Надеюсь, присутствующим стало понятно и почему нам нужно остаться в тени, и почему нельзя допустить, чтобы дознание было бы обращено внутрь Парижа. Смысла в таком дознании немного, а потери, включая политические, обещают быть большими. Другое дело — внешнее дознание, следствие. Заговорщики известны, истоки заговоров понятны, и дела тут без края.
— Так, понятно. Ваше преосвященство, что скажете.
— Мы с падре Березини склонны согласиться с приведенными доводами. Главное-то сделано. Заговор уничтожен полностью и бесповоротно. Не следует раздувать страсти и войну внутри Парижа. И тем более — ставить под удар спасителей трона. Нам следует обсудить, как надежнее сохранить в тайне роль присутствующих здесь господ и дам. Пусть его преосвященство кардинал Ришелье обратится к истокам заговоров, которые есть, а не к их последствиям, которых нет.
— Ваша последняя фраза мне очень нравится, монсеньор. Так и будем действовать. Что-то еще, виконт?

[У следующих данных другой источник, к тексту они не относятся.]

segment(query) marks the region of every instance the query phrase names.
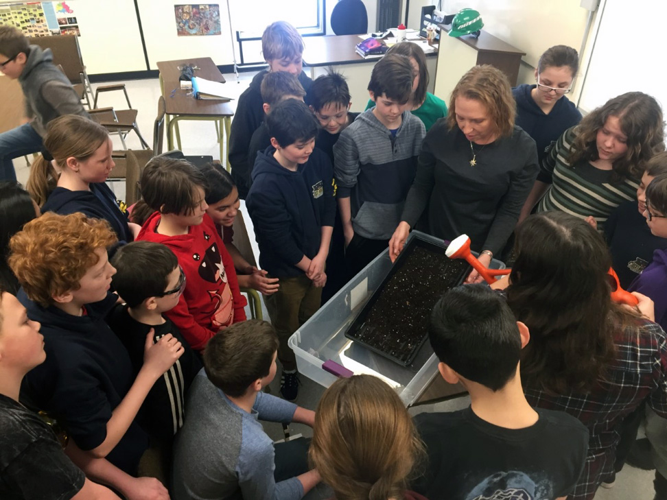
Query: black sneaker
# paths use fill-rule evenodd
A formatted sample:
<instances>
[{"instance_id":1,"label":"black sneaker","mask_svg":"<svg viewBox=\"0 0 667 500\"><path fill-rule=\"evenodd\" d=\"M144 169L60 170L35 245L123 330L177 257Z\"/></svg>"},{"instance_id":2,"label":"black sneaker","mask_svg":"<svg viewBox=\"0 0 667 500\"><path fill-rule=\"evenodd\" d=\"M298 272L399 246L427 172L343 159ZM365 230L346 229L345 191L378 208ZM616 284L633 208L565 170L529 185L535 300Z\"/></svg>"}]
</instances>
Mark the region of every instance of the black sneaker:
<instances>
[{"instance_id":1,"label":"black sneaker","mask_svg":"<svg viewBox=\"0 0 667 500\"><path fill-rule=\"evenodd\" d=\"M283 398L288 401L293 401L299 394L299 386L301 381L299 379L299 373L296 371L292 373L283 372L280 377L280 394Z\"/></svg>"}]
</instances>

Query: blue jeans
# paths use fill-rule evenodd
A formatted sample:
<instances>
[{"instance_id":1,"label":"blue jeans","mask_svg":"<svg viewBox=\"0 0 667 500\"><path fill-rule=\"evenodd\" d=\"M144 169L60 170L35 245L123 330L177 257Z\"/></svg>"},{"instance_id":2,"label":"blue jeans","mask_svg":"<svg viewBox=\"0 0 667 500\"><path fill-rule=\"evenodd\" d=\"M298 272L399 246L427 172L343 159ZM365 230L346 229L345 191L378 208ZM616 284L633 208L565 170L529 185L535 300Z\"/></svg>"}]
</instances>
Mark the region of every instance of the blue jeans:
<instances>
[{"instance_id":1,"label":"blue jeans","mask_svg":"<svg viewBox=\"0 0 667 500\"><path fill-rule=\"evenodd\" d=\"M16 180L12 160L42 149L42 138L30 123L0 134L0 180Z\"/></svg>"}]
</instances>

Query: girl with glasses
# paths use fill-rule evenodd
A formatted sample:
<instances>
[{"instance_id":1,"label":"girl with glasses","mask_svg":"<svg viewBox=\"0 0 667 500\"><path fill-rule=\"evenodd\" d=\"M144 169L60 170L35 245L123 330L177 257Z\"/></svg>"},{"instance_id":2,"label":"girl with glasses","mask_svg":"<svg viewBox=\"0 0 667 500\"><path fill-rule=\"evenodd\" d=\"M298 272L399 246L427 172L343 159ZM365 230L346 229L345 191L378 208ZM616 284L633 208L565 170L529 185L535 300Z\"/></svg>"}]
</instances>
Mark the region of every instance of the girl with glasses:
<instances>
[{"instance_id":1,"label":"girl with glasses","mask_svg":"<svg viewBox=\"0 0 667 500\"><path fill-rule=\"evenodd\" d=\"M644 296L636 296L639 309L611 301L611 256L583 220L531 215L514 251L506 294L530 331L521 356L524 390L531 405L566 412L588 427L586 464L568 498L592 500L602 481L613 481L624 420L644 403L667 418L665 333Z\"/></svg>"},{"instance_id":2,"label":"girl with glasses","mask_svg":"<svg viewBox=\"0 0 667 500\"><path fill-rule=\"evenodd\" d=\"M556 45L540 56L535 69L537 84L512 89L517 102L517 125L535 140L540 161L552 143L581 120L574 103L565 97L578 69L576 51Z\"/></svg>"},{"instance_id":3,"label":"girl with glasses","mask_svg":"<svg viewBox=\"0 0 667 500\"><path fill-rule=\"evenodd\" d=\"M646 163L664 150L662 110L651 96L628 92L567 129L544 157L519 222L557 210L586 219L600 231L611 211L636 200Z\"/></svg>"}]
</instances>

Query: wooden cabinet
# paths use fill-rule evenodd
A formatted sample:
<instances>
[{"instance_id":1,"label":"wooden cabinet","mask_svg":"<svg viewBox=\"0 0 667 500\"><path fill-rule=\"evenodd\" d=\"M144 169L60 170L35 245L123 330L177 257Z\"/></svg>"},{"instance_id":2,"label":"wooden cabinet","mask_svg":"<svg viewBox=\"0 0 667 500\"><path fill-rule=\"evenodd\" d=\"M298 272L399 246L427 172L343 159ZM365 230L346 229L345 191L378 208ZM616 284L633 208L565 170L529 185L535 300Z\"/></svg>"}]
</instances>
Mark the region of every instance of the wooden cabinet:
<instances>
[{"instance_id":1,"label":"wooden cabinet","mask_svg":"<svg viewBox=\"0 0 667 500\"><path fill-rule=\"evenodd\" d=\"M19 81L0 75L0 132L11 130L23 123L25 110L23 93Z\"/></svg>"}]
</instances>

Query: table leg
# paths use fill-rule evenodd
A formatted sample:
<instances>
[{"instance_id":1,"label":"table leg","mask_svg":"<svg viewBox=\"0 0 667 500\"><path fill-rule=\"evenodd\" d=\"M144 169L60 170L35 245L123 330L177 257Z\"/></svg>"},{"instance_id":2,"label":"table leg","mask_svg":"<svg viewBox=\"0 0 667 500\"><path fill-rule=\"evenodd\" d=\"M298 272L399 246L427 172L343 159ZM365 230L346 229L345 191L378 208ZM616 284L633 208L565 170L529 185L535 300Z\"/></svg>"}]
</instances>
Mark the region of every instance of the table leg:
<instances>
[{"instance_id":1,"label":"table leg","mask_svg":"<svg viewBox=\"0 0 667 500\"><path fill-rule=\"evenodd\" d=\"M178 122L176 121L176 119L174 119L174 121L176 122L175 126L176 132L176 144L178 145L178 150L180 151L183 151L183 146L180 145L180 129L178 128Z\"/></svg>"},{"instance_id":2,"label":"table leg","mask_svg":"<svg viewBox=\"0 0 667 500\"><path fill-rule=\"evenodd\" d=\"M231 165L229 163L229 134L231 133L231 117L224 117L222 119L222 123L224 124L224 147L227 153L226 157L226 165L227 171L231 171ZM222 150L222 147L221 147ZM222 163L222 158L220 158L220 162Z\"/></svg>"}]
</instances>

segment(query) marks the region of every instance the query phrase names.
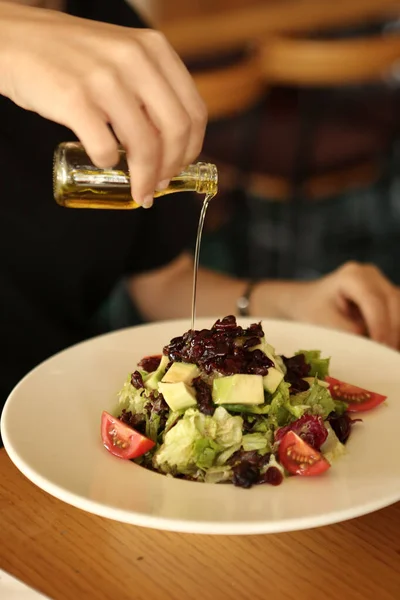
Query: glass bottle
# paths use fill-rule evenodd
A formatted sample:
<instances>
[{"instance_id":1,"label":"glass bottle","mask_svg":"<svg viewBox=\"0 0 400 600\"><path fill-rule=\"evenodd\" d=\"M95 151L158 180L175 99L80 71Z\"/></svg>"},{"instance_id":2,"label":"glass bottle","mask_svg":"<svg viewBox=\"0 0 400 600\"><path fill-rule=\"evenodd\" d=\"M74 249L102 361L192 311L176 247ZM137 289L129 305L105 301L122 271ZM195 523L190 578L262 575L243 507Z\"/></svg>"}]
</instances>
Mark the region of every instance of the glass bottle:
<instances>
[{"instance_id":1,"label":"glass bottle","mask_svg":"<svg viewBox=\"0 0 400 600\"><path fill-rule=\"evenodd\" d=\"M119 148L119 162L113 169L99 169L79 142L63 142L54 153L54 198L68 208L139 208L131 196L126 153ZM214 196L218 189L215 165L196 163L173 177L167 189L154 197L175 192L197 192Z\"/></svg>"}]
</instances>

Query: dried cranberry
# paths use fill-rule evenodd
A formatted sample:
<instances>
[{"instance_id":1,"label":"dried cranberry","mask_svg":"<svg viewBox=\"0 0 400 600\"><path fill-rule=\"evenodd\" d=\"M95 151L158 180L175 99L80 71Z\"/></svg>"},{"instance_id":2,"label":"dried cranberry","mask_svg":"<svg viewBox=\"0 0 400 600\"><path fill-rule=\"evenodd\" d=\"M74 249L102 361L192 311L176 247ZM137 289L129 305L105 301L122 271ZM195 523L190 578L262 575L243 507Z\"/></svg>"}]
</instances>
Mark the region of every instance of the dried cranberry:
<instances>
[{"instance_id":1,"label":"dried cranberry","mask_svg":"<svg viewBox=\"0 0 400 600\"><path fill-rule=\"evenodd\" d=\"M252 323L250 325L250 327L248 327L247 329L245 329L243 331L243 335L250 336L250 337L258 337L258 338L264 337L264 332L263 332L261 322L260 323Z\"/></svg>"},{"instance_id":2,"label":"dried cranberry","mask_svg":"<svg viewBox=\"0 0 400 600\"><path fill-rule=\"evenodd\" d=\"M164 348L164 353L170 360L194 363L205 373L266 375L272 361L260 350L249 350L263 336L261 323L255 323L246 330L249 340L239 347L235 339L242 337L243 332L231 315L218 320L211 329L187 331L183 336L173 338Z\"/></svg>"},{"instance_id":3,"label":"dried cranberry","mask_svg":"<svg viewBox=\"0 0 400 600\"><path fill-rule=\"evenodd\" d=\"M260 343L260 338L251 337L251 338L248 338L247 340L245 340L242 347L245 350L247 350L247 348L254 348L254 346L258 346L259 343Z\"/></svg>"},{"instance_id":4,"label":"dried cranberry","mask_svg":"<svg viewBox=\"0 0 400 600\"><path fill-rule=\"evenodd\" d=\"M142 367L147 373L153 373L160 365L161 356L145 356L139 363L139 367Z\"/></svg>"},{"instance_id":5,"label":"dried cranberry","mask_svg":"<svg viewBox=\"0 0 400 600\"><path fill-rule=\"evenodd\" d=\"M291 393L297 394L305 392L310 388L307 381L303 377L307 377L310 373L310 365L306 362L304 354L296 354L290 358L282 356L282 360L286 366L285 381L290 383Z\"/></svg>"},{"instance_id":6,"label":"dried cranberry","mask_svg":"<svg viewBox=\"0 0 400 600\"><path fill-rule=\"evenodd\" d=\"M239 463L233 468L233 485L237 487L250 488L257 483L260 472L257 467L247 461Z\"/></svg>"},{"instance_id":7,"label":"dried cranberry","mask_svg":"<svg viewBox=\"0 0 400 600\"><path fill-rule=\"evenodd\" d=\"M141 374L139 373L139 371L134 371L132 373L132 375L131 375L131 384L137 390L140 390L140 388L144 387L143 377L141 376Z\"/></svg>"},{"instance_id":8,"label":"dried cranberry","mask_svg":"<svg viewBox=\"0 0 400 600\"><path fill-rule=\"evenodd\" d=\"M211 388L201 377L196 377L192 381L192 385L196 390L196 399L199 411L205 415L212 416L215 411L215 406L212 401Z\"/></svg>"},{"instance_id":9,"label":"dried cranberry","mask_svg":"<svg viewBox=\"0 0 400 600\"><path fill-rule=\"evenodd\" d=\"M354 423L362 421L362 419L351 419L348 413L342 415L331 413L328 417L328 421L333 431L336 433L339 442L345 444L350 437Z\"/></svg>"}]
</instances>

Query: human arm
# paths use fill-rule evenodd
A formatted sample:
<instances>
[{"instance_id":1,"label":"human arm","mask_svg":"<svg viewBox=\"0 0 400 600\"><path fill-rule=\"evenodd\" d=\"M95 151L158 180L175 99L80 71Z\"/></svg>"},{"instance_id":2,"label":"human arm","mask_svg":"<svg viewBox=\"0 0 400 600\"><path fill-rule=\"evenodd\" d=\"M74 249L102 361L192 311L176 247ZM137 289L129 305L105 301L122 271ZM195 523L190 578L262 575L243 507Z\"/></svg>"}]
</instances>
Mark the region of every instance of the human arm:
<instances>
[{"instance_id":1,"label":"human arm","mask_svg":"<svg viewBox=\"0 0 400 600\"><path fill-rule=\"evenodd\" d=\"M136 275L128 290L148 320L190 316L193 262L182 255L167 267ZM197 316L236 313L246 282L200 268ZM306 321L337 328L399 347L400 292L371 265L347 263L311 282L262 281L254 289L255 317Z\"/></svg>"},{"instance_id":2,"label":"human arm","mask_svg":"<svg viewBox=\"0 0 400 600\"><path fill-rule=\"evenodd\" d=\"M201 150L204 103L156 31L0 2L0 94L71 129L99 167L117 137L139 204Z\"/></svg>"}]
</instances>

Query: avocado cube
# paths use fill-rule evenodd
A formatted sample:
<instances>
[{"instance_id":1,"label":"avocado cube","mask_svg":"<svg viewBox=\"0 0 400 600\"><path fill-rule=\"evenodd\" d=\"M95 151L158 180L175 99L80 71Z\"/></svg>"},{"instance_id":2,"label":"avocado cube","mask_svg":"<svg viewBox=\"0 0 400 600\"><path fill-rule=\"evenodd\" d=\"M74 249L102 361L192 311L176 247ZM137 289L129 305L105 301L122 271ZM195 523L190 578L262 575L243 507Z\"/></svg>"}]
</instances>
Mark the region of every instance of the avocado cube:
<instances>
[{"instance_id":1,"label":"avocado cube","mask_svg":"<svg viewBox=\"0 0 400 600\"><path fill-rule=\"evenodd\" d=\"M264 390L270 394L274 394L282 379L282 371L279 371L275 367L270 367L268 373L263 377Z\"/></svg>"},{"instance_id":2,"label":"avocado cube","mask_svg":"<svg viewBox=\"0 0 400 600\"><path fill-rule=\"evenodd\" d=\"M183 381L190 385L200 375L200 369L191 363L173 363L162 378L163 383L177 383Z\"/></svg>"},{"instance_id":3,"label":"avocado cube","mask_svg":"<svg viewBox=\"0 0 400 600\"><path fill-rule=\"evenodd\" d=\"M262 375L229 375L213 381L212 398L215 404L263 404Z\"/></svg>"},{"instance_id":4,"label":"avocado cube","mask_svg":"<svg viewBox=\"0 0 400 600\"><path fill-rule=\"evenodd\" d=\"M164 396L165 402L171 410L186 410L191 406L196 406L196 392L183 381L176 383L158 384L158 391Z\"/></svg>"}]
</instances>

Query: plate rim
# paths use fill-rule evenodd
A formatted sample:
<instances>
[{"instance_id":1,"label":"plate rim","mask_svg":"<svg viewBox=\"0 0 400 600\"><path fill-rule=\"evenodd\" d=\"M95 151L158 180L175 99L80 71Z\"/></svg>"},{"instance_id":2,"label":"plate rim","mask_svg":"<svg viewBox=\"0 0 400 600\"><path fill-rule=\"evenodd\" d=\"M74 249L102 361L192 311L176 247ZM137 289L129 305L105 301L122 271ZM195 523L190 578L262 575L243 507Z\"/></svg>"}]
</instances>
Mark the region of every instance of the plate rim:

— Завершение, Ваше величество.
— Пожалуйста.
— Хотим мы того или нет, но Ришелье всё равно постарается провести следствие по связям заговорщиков в Париже. Поэтому нельзя делать так, словно ничего и не было. Ришелье в это не поверит. Только нас не было. Его сыск наверняка наткнется на какие-то действия лиц церкви, монахов. Это не страшно. Он обратится к Архиепископу Парижскому и получит объяснение о странных личностях, вдруг появляющихся на богослужениях, и намерении выяснить, откуда они взялись. Опросят монахов, и они с готовностью укажут на таверны «Кардинал», «Сосновая шишка», дворец Тревиля и дом на улице Феру. Всё это ведет к истокам заговоров. Никто не должен упомянуть дома Граммонов. Иначе это приведет к нам. С его обитателями мы разберемся сами. Вроде всё.
— Вы сделаете, как просит виконт, монсеньор?
— Да.
— Очень хорошо. Значит, господа, вы остаетесь без публичной признательности и без наград. Но моя личная признательность остается с вами. В любой момент вы можете мне о ней напомнить и получить любую поддержку.
Мы раскланялись и после равнодушного целования королевской ручки удалились.
— Вот и кончилась авантюра с потасовкой, — то ли с облегчением, то ли с сожалением изрек Арман, созерцая с башни замка заходящее солнце.
— А вот как прибудет Ришелье, и как начнет ловить авантюристов и драчунов! — посулила Луиза. — Вот тогда и увидишь, что до конца еще далеко. Сделать он нам ничего не посмеет, если вдруг всё вскроется, но крови попортит много. Тем более что он еще с прошлого раза на нас зубы точит. Анна и мы ему тогда здорово досадили.
— А мне до сих пор так и не понятно, за какие грехи Ришелье может начать на нас охоту, — недоумевает Катрин.
— Не за грехи, а за подозрения в грехах, если нас обнаружат рядом с этой историей, — пытается втолковать ей наше шаткое положение Аманда. — А если Ришелье докопается до дома Граммонов, а оттуда — до вашей с Луизой встречи с заговорщицами Жерменой и Женевьевой, то придется раскрыть нашу роль в этом деле. После этого нам вряд ли удастся так просто отбиться от орды мстителей из провинций.
— Нет, упаси Бог! Мне никакие мстители не нужны.
— Вот и нам тоже, — мрачно пробормотала Луиза. — Анна ни слова не скажет, но как раз по ее молчанию Ришелье догадается, что от него что-то скрывают. А он этого очень не любит. Серж, может быть, тебе стоит уехать куда-нибудь подальше на время, пока всё не успокоится. Ты среди нас в самом уязвимом положении.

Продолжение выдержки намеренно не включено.